First State Bank of Hilger v. Lang

Decision Date09 July 1918
Docket Number3922.
PartiesFIRST STATE BANK OF HILGER v. LANG.
CourtMontana Supreme Court

Appeal from District Court, Fergus County; Roy E. Ayers, Judge.

Action by the First State Bank of Hilger, a corporation, against H H. Lang. Judgment for plaintiff, and from an order denying new trial defendant appeals. Affirmed.

Belden & De Kalb, of Lewistown, for appellant.

Gunn Rasch & Hall, of Helena, and C.J. Marshall, of Lewistown, for respondent.

HOLLOWAY J.

In March, 1908, Chas. W. Smith and H. H. Lang executed and delivered to the First State Bank of Kendall their promissory note for $1,900, and, as additional security for the loan Smith delivered to the bank 1,000 shares of the capital stock of the North Moccasin Mining Company. Although the note was not due until January, 1909, as early as April, 1908-the month following its execution-Lang importuned Smith to make payment on it, which Smith declined to do, and the like requests were repeated by Lang thereafter but unsuccessfully. On November 8, 1908, Smith executed and delivered to the bank a new note for $2,695, due in one year, in renewal of the Smith-Lang note and a balance due on another note of Smith's, and the original note was stamped "Paid" and delivered to Smith. This renewal note was not signed by Lang but the collateral which secured the two notes was left with the bank as the only security for the new note. On April 2, 1909, this renewal note was taken up and a third note for $3,612.87, signed by Smith and wife, was given in renewal of that note and for other advancements, and the second note was stamped "Paid" and delivered to Smith. In addition to the collateral which secured the second note, Smith and wife executed and delivered to the bank a mortgage upon some real property in Kendall. On March 12, 1912, suit was instituted to enforce collection of this third note, and thereafter judgment was recovered and execution issued, but nothing was collected.

From the organization of the bank until November, 1912, Henderson was cashier and Lang was president of the bank, and each of them was a director. Plaintiff is the successor of the First State Bank of Kendall. This action was commenced against Lang to enforce payment of the Smith-Lang note for $1,900 and accumulated interest.
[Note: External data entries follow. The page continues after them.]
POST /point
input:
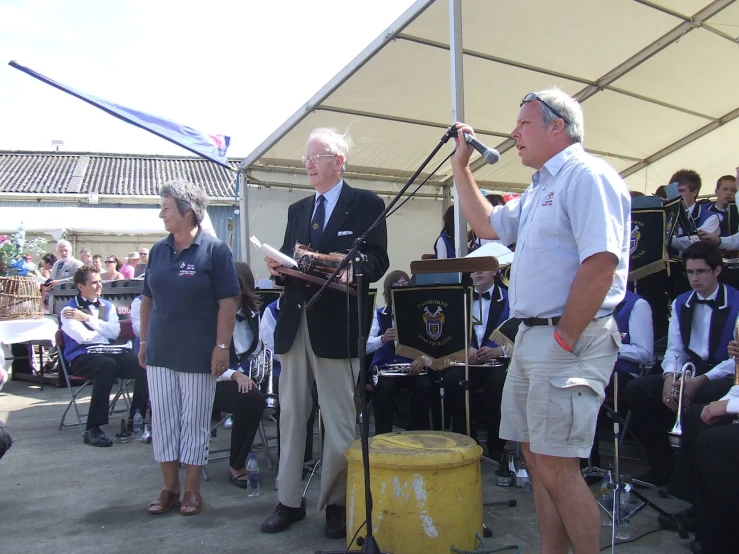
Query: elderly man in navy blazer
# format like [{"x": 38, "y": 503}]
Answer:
[{"x": 322, "y": 343}]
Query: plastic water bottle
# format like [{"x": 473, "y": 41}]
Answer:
[
  {"x": 252, "y": 476},
  {"x": 623, "y": 530},
  {"x": 606, "y": 501},
  {"x": 138, "y": 425}
]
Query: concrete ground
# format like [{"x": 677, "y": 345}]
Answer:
[{"x": 59, "y": 495}]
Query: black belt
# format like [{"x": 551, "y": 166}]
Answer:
[
  {"x": 551, "y": 321},
  {"x": 540, "y": 321}
]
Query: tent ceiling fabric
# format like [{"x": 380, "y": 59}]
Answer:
[
  {"x": 56, "y": 221},
  {"x": 656, "y": 79}
]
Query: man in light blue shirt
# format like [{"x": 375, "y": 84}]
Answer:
[{"x": 571, "y": 228}]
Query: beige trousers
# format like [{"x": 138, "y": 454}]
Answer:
[{"x": 336, "y": 400}]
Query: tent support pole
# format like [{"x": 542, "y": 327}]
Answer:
[{"x": 457, "y": 80}]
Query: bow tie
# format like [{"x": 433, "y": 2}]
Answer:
[
  {"x": 710, "y": 303},
  {"x": 85, "y": 303}
]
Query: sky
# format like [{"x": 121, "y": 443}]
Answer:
[{"x": 228, "y": 67}]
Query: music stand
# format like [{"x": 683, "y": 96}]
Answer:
[{"x": 451, "y": 266}]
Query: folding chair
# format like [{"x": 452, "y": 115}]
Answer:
[
  {"x": 81, "y": 383},
  {"x": 72, "y": 381}
]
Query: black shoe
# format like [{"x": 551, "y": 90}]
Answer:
[
  {"x": 652, "y": 478},
  {"x": 335, "y": 521},
  {"x": 95, "y": 437},
  {"x": 686, "y": 518},
  {"x": 283, "y": 517}
]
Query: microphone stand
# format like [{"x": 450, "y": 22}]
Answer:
[{"x": 369, "y": 544}]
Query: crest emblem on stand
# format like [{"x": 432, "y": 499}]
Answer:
[{"x": 434, "y": 321}]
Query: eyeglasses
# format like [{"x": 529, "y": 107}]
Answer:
[
  {"x": 697, "y": 272},
  {"x": 315, "y": 158},
  {"x": 532, "y": 97}
]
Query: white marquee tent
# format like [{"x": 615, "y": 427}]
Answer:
[{"x": 657, "y": 80}]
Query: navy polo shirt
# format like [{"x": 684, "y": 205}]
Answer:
[{"x": 185, "y": 290}]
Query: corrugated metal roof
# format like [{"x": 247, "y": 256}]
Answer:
[{"x": 108, "y": 174}]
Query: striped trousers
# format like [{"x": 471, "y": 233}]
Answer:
[{"x": 181, "y": 406}]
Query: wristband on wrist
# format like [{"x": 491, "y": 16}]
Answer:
[{"x": 562, "y": 343}]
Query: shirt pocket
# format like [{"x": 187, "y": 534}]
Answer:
[{"x": 544, "y": 227}]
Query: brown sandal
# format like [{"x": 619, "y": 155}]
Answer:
[
  {"x": 192, "y": 503},
  {"x": 164, "y": 502}
]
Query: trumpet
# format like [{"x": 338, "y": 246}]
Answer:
[
  {"x": 687, "y": 372},
  {"x": 260, "y": 370},
  {"x": 391, "y": 370}
]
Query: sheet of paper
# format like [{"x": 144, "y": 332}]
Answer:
[{"x": 273, "y": 253}]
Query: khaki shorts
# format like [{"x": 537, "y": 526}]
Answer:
[{"x": 552, "y": 397}]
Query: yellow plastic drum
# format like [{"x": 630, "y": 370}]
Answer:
[{"x": 426, "y": 490}]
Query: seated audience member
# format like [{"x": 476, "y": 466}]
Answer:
[
  {"x": 634, "y": 319},
  {"x": 725, "y": 193},
  {"x": 47, "y": 262},
  {"x": 267, "y": 336},
  {"x": 236, "y": 393},
  {"x": 382, "y": 342},
  {"x": 111, "y": 273},
  {"x": 64, "y": 268},
  {"x": 685, "y": 479},
  {"x": 89, "y": 324},
  {"x": 86, "y": 256},
  {"x": 97, "y": 263},
  {"x": 689, "y": 186},
  {"x": 717, "y": 474},
  {"x": 494, "y": 302},
  {"x": 143, "y": 261},
  {"x": 129, "y": 268},
  {"x": 701, "y": 326}
]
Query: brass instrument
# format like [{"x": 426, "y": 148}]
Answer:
[
  {"x": 687, "y": 372},
  {"x": 391, "y": 370},
  {"x": 260, "y": 369},
  {"x": 316, "y": 263},
  {"x": 505, "y": 276}
]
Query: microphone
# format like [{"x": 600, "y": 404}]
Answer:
[{"x": 491, "y": 155}]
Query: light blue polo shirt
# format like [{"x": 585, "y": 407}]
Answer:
[
  {"x": 576, "y": 206},
  {"x": 185, "y": 290}
]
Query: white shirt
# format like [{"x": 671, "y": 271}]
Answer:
[
  {"x": 242, "y": 339},
  {"x": 698, "y": 340},
  {"x": 102, "y": 332},
  {"x": 479, "y": 330},
  {"x": 374, "y": 341},
  {"x": 730, "y": 243},
  {"x": 576, "y": 206},
  {"x": 267, "y": 331},
  {"x": 330, "y": 197},
  {"x": 641, "y": 333},
  {"x": 136, "y": 316},
  {"x": 733, "y": 397}
]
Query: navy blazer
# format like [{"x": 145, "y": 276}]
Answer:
[{"x": 330, "y": 326}]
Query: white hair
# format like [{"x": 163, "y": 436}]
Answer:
[
  {"x": 567, "y": 107},
  {"x": 335, "y": 142}
]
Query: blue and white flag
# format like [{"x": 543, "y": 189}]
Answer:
[{"x": 210, "y": 147}]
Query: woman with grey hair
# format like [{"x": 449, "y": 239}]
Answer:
[
  {"x": 188, "y": 310},
  {"x": 65, "y": 267}
]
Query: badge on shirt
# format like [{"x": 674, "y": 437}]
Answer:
[{"x": 187, "y": 270}]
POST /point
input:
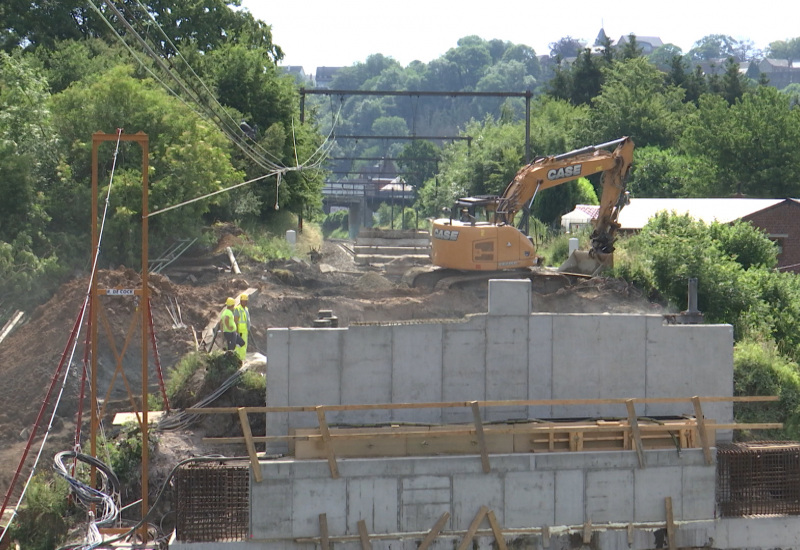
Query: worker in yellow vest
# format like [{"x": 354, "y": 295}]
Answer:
[
  {"x": 243, "y": 324},
  {"x": 228, "y": 325}
]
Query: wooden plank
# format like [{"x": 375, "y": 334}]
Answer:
[
  {"x": 670, "y": 524},
  {"x": 326, "y": 437},
  {"x": 476, "y": 414},
  {"x": 324, "y": 541},
  {"x": 637, "y": 436},
  {"x": 701, "y": 429},
  {"x": 546, "y": 536},
  {"x": 473, "y": 528},
  {"x": 363, "y": 535},
  {"x": 251, "y": 448},
  {"x": 434, "y": 532},
  {"x": 498, "y": 533},
  {"x": 510, "y": 403},
  {"x": 587, "y": 532}
]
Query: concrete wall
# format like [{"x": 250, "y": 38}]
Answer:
[
  {"x": 408, "y": 495},
  {"x": 507, "y": 353}
]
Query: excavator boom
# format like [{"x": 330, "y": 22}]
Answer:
[{"x": 467, "y": 243}]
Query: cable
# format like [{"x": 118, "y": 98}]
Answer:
[
  {"x": 108, "y": 494},
  {"x": 74, "y": 345},
  {"x": 198, "y": 459}
]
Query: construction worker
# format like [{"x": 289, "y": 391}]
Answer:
[
  {"x": 242, "y": 314},
  {"x": 228, "y": 324}
]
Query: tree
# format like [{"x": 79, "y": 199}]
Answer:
[
  {"x": 420, "y": 160},
  {"x": 630, "y": 49},
  {"x": 566, "y": 47},
  {"x": 634, "y": 101},
  {"x": 734, "y": 83},
  {"x": 663, "y": 57},
  {"x": 749, "y": 142},
  {"x": 190, "y": 158},
  {"x": 785, "y": 49},
  {"x": 715, "y": 46},
  {"x": 667, "y": 173}
]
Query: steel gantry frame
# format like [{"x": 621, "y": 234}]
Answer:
[{"x": 405, "y": 93}]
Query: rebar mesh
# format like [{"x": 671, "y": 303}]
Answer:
[
  {"x": 213, "y": 503},
  {"x": 758, "y": 478}
]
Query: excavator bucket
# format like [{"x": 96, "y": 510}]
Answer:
[{"x": 583, "y": 262}]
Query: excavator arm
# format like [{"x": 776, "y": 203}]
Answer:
[{"x": 468, "y": 244}]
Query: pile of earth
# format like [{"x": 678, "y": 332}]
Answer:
[{"x": 186, "y": 297}]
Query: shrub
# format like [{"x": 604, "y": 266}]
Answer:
[{"x": 758, "y": 369}]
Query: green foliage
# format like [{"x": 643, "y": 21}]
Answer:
[
  {"x": 125, "y": 452},
  {"x": 759, "y": 369},
  {"x": 42, "y": 522},
  {"x": 338, "y": 221},
  {"x": 668, "y": 173},
  {"x": 733, "y": 265},
  {"x": 748, "y": 142},
  {"x": 555, "y": 248},
  {"x": 635, "y": 101}
]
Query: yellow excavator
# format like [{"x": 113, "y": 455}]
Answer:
[{"x": 480, "y": 241}]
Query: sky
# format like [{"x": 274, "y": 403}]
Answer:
[{"x": 340, "y": 33}]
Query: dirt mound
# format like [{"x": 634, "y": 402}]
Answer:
[{"x": 189, "y": 295}]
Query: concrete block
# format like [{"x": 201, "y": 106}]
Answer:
[
  {"x": 384, "y": 467},
  {"x": 687, "y": 360},
  {"x": 773, "y": 532},
  {"x": 271, "y": 508},
  {"x": 698, "y": 493},
  {"x": 366, "y": 372},
  {"x": 601, "y": 460},
  {"x": 507, "y": 364},
  {"x": 529, "y": 499},
  {"x": 609, "y": 496},
  {"x": 315, "y": 367},
  {"x": 375, "y": 501},
  {"x": 277, "y": 380},
  {"x": 417, "y": 370},
  {"x": 540, "y": 363},
  {"x": 463, "y": 370},
  {"x": 473, "y": 491},
  {"x": 651, "y": 486},
  {"x": 312, "y": 497},
  {"x": 423, "y": 501},
  {"x": 509, "y": 297},
  {"x": 597, "y": 357},
  {"x": 570, "y": 499},
  {"x": 446, "y": 466}
]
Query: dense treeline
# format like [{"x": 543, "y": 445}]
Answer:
[
  {"x": 187, "y": 75},
  {"x": 202, "y": 82}
]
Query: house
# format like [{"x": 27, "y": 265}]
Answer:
[
  {"x": 648, "y": 44},
  {"x": 582, "y": 216},
  {"x": 780, "y": 72},
  {"x": 778, "y": 218},
  {"x": 298, "y": 73},
  {"x": 324, "y": 76}
]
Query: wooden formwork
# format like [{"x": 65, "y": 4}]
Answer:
[{"x": 520, "y": 437}]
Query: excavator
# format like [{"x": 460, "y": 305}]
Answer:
[{"x": 479, "y": 240}]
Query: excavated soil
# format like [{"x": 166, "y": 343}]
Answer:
[{"x": 188, "y": 296}]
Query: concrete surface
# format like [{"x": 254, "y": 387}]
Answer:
[{"x": 507, "y": 353}]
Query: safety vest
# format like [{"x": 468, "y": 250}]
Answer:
[
  {"x": 227, "y": 322},
  {"x": 244, "y": 318}
]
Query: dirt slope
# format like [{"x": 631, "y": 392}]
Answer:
[{"x": 288, "y": 294}]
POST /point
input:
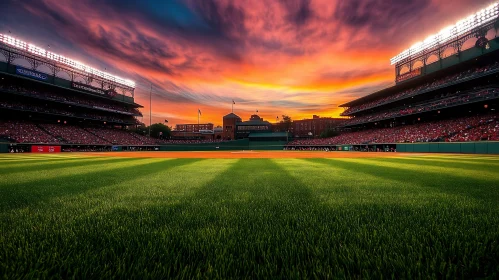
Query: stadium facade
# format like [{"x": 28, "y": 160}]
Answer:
[{"x": 445, "y": 99}]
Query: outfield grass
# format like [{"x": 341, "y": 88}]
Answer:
[{"x": 413, "y": 217}]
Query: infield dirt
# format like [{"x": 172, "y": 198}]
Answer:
[{"x": 250, "y": 154}]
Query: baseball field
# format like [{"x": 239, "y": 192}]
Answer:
[{"x": 249, "y": 215}]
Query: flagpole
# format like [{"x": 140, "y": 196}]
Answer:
[{"x": 150, "y": 111}]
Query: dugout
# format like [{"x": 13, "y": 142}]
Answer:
[{"x": 268, "y": 140}]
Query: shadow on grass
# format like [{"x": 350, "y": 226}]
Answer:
[
  {"x": 29, "y": 194},
  {"x": 257, "y": 220},
  {"x": 52, "y": 165},
  {"x": 464, "y": 165},
  {"x": 475, "y": 187}
]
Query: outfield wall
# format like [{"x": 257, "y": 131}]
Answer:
[
  {"x": 465, "y": 147},
  {"x": 242, "y": 144}
]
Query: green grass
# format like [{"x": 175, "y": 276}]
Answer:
[{"x": 416, "y": 217}]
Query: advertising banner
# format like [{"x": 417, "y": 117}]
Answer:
[
  {"x": 409, "y": 75},
  {"x": 88, "y": 88},
  {"x": 45, "y": 149},
  {"x": 31, "y": 73}
]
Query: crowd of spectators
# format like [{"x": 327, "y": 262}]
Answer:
[
  {"x": 442, "y": 101},
  {"x": 72, "y": 134},
  {"x": 474, "y": 128},
  {"x": 29, "y": 132},
  {"x": 25, "y": 132},
  {"x": 70, "y": 99},
  {"x": 121, "y": 137},
  {"x": 423, "y": 88},
  {"x": 39, "y": 108},
  {"x": 193, "y": 141}
]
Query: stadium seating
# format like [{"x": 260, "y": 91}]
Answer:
[
  {"x": 426, "y": 87},
  {"x": 69, "y": 99},
  {"x": 456, "y": 98},
  {"x": 25, "y": 132},
  {"x": 73, "y": 134},
  {"x": 461, "y": 129}
]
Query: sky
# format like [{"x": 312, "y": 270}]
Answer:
[{"x": 294, "y": 57}]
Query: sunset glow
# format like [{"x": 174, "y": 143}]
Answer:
[{"x": 299, "y": 58}]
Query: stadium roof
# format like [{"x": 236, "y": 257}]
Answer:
[
  {"x": 268, "y": 134},
  {"x": 477, "y": 20},
  {"x": 40, "y": 52},
  {"x": 231, "y": 116}
]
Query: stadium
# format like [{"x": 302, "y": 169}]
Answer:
[{"x": 406, "y": 187}]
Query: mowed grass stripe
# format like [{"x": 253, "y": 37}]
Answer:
[
  {"x": 484, "y": 176},
  {"x": 473, "y": 186},
  {"x": 167, "y": 184},
  {"x": 252, "y": 218},
  {"x": 354, "y": 187},
  {"x": 455, "y": 165},
  {"x": 476, "y": 162},
  {"x": 39, "y": 186},
  {"x": 39, "y": 165},
  {"x": 33, "y": 175}
]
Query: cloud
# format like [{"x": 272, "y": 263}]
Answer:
[{"x": 297, "y": 57}]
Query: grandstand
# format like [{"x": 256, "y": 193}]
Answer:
[
  {"x": 451, "y": 97},
  {"x": 61, "y": 102}
]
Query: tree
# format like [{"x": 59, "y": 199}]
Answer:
[{"x": 159, "y": 130}]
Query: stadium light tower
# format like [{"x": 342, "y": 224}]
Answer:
[{"x": 476, "y": 25}]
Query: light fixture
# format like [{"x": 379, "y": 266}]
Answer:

The defendant pleaded: (1) That he signed the note as accommodation for Smith, and that the bank extended the time of payment without his knowledge or consent; (2) that the bank was guilty of laches in prosecuting its claim against Smith; and (3) that the note was fully paid and discharged. Upon the trial and at the close of the testimony the court directed a verdict for the plaintiff, and defendant has appealed from an order denying him a new trial. There is not any conflict in the evidence except as to matters to which reference will be made hereafter.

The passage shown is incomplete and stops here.